The effect of fetal sex among maternal BMI groups was analyzed by two-way ANOVA with Tukey’s multiple comparisons test. Correlations between mRNA expression, maternal plasma measurements, and gestational age were assessed using Spearman’s correlation coefficients (GraphPad Prism version 9). P < 0.05 was considered statistically significant. All data are presented as means ± SEMs unless noted otherwise.
Results
Demographic data for participants are summarized in Table 1. Lean women are defined as having a body mass index (BMI) at the time of the procedure of 18–24.9 kg/m2 and obese women were defined as having a BMI of > 30 kg/m2. By design, the average BMI was significantly different between adiposity groups (P < 0.0001). There were no significant differences in maternal age or gestational age at time of procedure between lean and obese women. Fetal sex, race and smoking status did not differ between groups. Maternal fasting cholesterol and insulin were significantly elevated in women with obesity, while there was a trend for triglycerides to be higher (P = 0.056). Glucose was not different between groups. Representative H&E stained micrographs from early gestation placenta are shown (Supplemental Figure) from women with and without obesity. No obvious differences in histomorphology were noted.

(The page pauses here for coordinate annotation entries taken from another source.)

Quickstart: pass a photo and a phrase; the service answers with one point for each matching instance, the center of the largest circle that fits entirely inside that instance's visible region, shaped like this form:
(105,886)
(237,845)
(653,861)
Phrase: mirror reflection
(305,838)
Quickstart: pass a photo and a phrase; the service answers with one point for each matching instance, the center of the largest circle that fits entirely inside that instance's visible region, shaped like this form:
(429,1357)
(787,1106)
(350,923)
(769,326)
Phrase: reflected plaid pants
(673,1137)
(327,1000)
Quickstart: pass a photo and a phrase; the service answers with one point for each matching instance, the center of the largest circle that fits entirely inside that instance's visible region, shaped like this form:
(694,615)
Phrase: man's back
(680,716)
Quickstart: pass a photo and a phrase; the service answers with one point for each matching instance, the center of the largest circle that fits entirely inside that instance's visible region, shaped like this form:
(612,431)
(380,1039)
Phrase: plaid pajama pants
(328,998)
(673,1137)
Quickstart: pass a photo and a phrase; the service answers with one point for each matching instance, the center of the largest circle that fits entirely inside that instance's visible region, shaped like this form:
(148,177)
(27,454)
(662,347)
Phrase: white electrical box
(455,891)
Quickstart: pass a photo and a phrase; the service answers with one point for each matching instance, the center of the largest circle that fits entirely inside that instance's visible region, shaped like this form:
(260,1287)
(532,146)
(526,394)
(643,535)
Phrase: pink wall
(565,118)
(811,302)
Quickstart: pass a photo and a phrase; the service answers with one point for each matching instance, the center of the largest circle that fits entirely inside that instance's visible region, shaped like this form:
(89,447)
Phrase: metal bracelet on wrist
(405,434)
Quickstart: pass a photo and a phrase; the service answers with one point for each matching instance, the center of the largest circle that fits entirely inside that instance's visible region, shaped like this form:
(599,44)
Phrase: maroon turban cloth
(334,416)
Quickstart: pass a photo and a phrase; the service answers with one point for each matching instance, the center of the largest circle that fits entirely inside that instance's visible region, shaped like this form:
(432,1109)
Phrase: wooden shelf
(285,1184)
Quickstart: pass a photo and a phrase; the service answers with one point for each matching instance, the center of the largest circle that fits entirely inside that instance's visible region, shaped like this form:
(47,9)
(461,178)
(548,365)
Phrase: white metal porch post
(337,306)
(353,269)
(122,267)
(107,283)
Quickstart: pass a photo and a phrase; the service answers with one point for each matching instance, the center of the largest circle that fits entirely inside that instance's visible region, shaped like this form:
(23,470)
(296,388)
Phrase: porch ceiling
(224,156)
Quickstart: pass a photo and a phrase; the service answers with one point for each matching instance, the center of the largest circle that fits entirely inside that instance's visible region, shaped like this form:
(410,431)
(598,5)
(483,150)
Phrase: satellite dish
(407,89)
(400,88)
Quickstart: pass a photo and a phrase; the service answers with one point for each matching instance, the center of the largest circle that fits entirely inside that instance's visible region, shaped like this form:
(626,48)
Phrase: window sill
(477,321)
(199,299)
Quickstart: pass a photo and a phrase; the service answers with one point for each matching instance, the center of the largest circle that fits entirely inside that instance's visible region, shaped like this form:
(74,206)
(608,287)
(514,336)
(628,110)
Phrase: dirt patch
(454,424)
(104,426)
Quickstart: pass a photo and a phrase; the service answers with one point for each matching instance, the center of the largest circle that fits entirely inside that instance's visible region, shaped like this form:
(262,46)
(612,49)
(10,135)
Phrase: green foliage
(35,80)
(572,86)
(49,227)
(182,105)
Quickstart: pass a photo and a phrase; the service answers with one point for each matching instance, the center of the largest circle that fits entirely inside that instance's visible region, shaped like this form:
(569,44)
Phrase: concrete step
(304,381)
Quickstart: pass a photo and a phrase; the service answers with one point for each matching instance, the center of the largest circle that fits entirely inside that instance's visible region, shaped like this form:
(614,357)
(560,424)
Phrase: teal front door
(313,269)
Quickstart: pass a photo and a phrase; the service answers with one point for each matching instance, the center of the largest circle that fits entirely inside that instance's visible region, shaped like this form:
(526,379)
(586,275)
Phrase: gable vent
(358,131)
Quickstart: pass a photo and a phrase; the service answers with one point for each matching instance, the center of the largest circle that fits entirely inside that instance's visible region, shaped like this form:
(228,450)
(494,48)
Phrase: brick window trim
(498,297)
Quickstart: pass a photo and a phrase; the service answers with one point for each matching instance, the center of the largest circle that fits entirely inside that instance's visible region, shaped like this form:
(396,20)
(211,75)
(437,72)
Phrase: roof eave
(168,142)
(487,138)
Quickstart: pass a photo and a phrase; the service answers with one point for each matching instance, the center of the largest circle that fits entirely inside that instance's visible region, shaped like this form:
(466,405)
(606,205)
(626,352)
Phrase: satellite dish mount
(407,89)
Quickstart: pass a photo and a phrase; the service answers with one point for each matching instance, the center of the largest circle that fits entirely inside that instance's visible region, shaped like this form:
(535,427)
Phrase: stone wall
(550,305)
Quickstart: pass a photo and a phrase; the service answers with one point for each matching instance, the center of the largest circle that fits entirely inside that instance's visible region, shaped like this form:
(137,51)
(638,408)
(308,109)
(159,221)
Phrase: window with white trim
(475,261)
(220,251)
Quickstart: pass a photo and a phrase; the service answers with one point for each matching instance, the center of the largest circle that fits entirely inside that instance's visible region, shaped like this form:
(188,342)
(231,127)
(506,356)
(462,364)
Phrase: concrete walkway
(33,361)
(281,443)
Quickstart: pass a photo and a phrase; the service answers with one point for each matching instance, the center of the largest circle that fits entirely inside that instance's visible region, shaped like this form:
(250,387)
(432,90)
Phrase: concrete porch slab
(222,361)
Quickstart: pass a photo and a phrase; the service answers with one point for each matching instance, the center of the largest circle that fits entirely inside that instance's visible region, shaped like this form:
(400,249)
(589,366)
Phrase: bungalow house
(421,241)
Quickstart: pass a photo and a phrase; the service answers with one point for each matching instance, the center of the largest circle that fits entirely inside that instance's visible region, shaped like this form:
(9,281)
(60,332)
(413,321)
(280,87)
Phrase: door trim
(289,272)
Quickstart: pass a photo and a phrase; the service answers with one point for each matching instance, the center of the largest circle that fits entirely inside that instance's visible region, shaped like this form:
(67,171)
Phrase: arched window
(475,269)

Reduced lipid metabolism gene expression in placentas of women with obesity
To determine the effect of obesity on placental lipid metabolism in the first trimester placenta, expression of 35 genes was analyzed using the Nanostring Elements platform. Gestational age (GA), smoking, fetal sex, and maternal age were not different between adiposity groups so were not included as confounders. The expression of 13 genes was significantly lower (P < 0.05) in placentas from obese women as compared to lean women, and none were higher (Fig. 1A). When false discovery rate via the Benjamini-Krieger-Yekuteli method was assessed, only 8 of these genes were found to be significantly different between groups. These false discovery rate adjusted P values are listed as q-value in Supplemental Table 1.
(A) Volcano Plot displaying differentially expressed metabolic genes of placentas of obese vs lean women. The vertical axis (y-axis) corresponds to the mean expression value of − log 10 (P value), and the horizontal axis (x-axis) displays the log2 fold change value. The red dots represent genes with a P value < 0.05 and the horizontal lines represent the q-value significance thresholds. (B) ACOX1 protein expression is higher in first trimester placenta of women with obesity vs lean. **P < 0.01 by Students t-test. Data shown is means ± standard error of the mean.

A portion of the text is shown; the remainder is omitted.